Recentemente a Argentina divulgou novas medidas que deverão ser cumpridas a partir de segunda-feira, 05 de abril, a primeira é a obrigatoriedade do porte de autorização para conduzir, emitida pela transportadora permissionária, e a outra é a justificativa para ter um segundo motorista no veículo.

Surpreendentemente, o Chile emitiu uma determinação que também exigirá, a partir da próxima segunda-feira, novas medidas restritivas, a fim de diminuir os casos de contágio. Será proibido por 30 dias, entre outras restrições, o ingresso de estrangeiros não residentes no país, salvo exceções determinadas por uma autoridade consular chilena.

Entretanto, a exigência que mais prejudica o transporte rodoviário internacional de cargas é a obrigatoriedade de teste PCR, com no máximo 72 horas de antecedência ao ingresso. Logisticamente, torna-se inviável atender esta medida devido ao tempo de espera para a entrega do resultado do teste.

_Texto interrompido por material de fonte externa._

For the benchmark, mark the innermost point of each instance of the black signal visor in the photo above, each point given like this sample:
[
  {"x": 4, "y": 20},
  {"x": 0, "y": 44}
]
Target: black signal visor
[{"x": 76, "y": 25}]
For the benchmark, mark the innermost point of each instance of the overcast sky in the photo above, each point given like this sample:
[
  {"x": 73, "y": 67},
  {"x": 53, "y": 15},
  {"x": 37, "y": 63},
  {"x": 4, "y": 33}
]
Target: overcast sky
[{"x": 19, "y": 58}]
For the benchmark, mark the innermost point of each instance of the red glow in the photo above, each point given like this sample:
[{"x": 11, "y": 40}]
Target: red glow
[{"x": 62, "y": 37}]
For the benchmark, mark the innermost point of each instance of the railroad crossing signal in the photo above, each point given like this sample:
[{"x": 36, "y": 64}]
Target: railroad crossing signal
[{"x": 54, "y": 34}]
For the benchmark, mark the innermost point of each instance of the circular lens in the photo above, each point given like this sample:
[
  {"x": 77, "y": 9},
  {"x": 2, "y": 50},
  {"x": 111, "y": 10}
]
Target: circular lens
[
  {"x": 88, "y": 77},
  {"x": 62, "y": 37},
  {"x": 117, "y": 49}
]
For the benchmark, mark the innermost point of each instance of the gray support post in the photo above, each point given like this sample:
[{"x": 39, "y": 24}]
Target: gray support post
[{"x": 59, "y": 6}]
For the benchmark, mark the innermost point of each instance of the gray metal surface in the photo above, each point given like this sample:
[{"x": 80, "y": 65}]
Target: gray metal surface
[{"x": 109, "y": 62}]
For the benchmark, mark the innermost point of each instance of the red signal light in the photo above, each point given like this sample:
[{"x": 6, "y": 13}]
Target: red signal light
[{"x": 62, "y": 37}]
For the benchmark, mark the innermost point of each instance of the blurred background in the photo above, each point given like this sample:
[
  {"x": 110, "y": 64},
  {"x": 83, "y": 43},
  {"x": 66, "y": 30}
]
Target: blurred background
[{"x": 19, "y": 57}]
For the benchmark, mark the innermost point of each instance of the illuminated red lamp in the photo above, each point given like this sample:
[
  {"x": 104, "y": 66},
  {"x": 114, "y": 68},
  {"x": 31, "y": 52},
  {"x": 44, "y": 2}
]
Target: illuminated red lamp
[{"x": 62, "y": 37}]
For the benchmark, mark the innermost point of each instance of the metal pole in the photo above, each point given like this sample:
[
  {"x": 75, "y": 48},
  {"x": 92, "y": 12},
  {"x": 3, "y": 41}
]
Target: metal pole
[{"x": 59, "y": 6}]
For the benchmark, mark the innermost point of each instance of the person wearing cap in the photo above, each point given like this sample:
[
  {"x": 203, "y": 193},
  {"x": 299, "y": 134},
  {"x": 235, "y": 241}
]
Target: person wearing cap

O transit-time para percorrer os 2.250 km, por exemplo, desde Foz do Iguaçu até Los Andes já supera o estipulado, ainda, mesmo que o teste fosse realizado na Argentina, existe uma disponibilidade reduzida que não consegue atender o fluxo de aproximadamente 800 veículos que atravessam diariamente o passo fronteiriço do Cristo Redentor.

Diante da atual situação, é extremamente necessário que as embaixadas dos países conversem e entrem em consenso. Os números de casos evidenciam que o setor teve um índice baixo de contaminação e perdas, apesar de transitar em tão diversos ambientes. Realizar teste PCR-RT em massa, não é imunizante, não garante que a pessoa testada não possa se contaminar em trânsito. O ideal, neste momento, seria a vacinação dos motoristas em atividade.

Os governos precisam olhar com mais atenção e sensibilidade para esta atividade que é tão relevante para a economia dos países. Desde a declaração do estado de emergência sanitária feita pela OMS - Organização Mundial da Saúde, o transporte de cargas foi considerado como atividade essencial, pois garante insumos para a sociedade.

A partir de então, a classe não parou um dia sequer, os motoristas tiveram que enfrentar restrições, constrangimentos e humilhações, como se eles transportassem o vírus para fora do país, transportadores sofreram com o aumento dos custos e burocracias, e mesmo assim, não desistiram. Diante disso, é necessário vacinar prioritariamente todos os motoristas do transporte rodoviário de cargas, principalmente aqueles que necessitam ir além das fronteiras.

A ABTI e o Sistema CNT já se colocaram à disposição para auxiliar na logística do processo, o SEST SENAT disponibilizou 157 unidades operacionais para auxiliar na campanha de vacinação. As ferramentas estão em mãos, só falta o trabalho começar. Vacina já!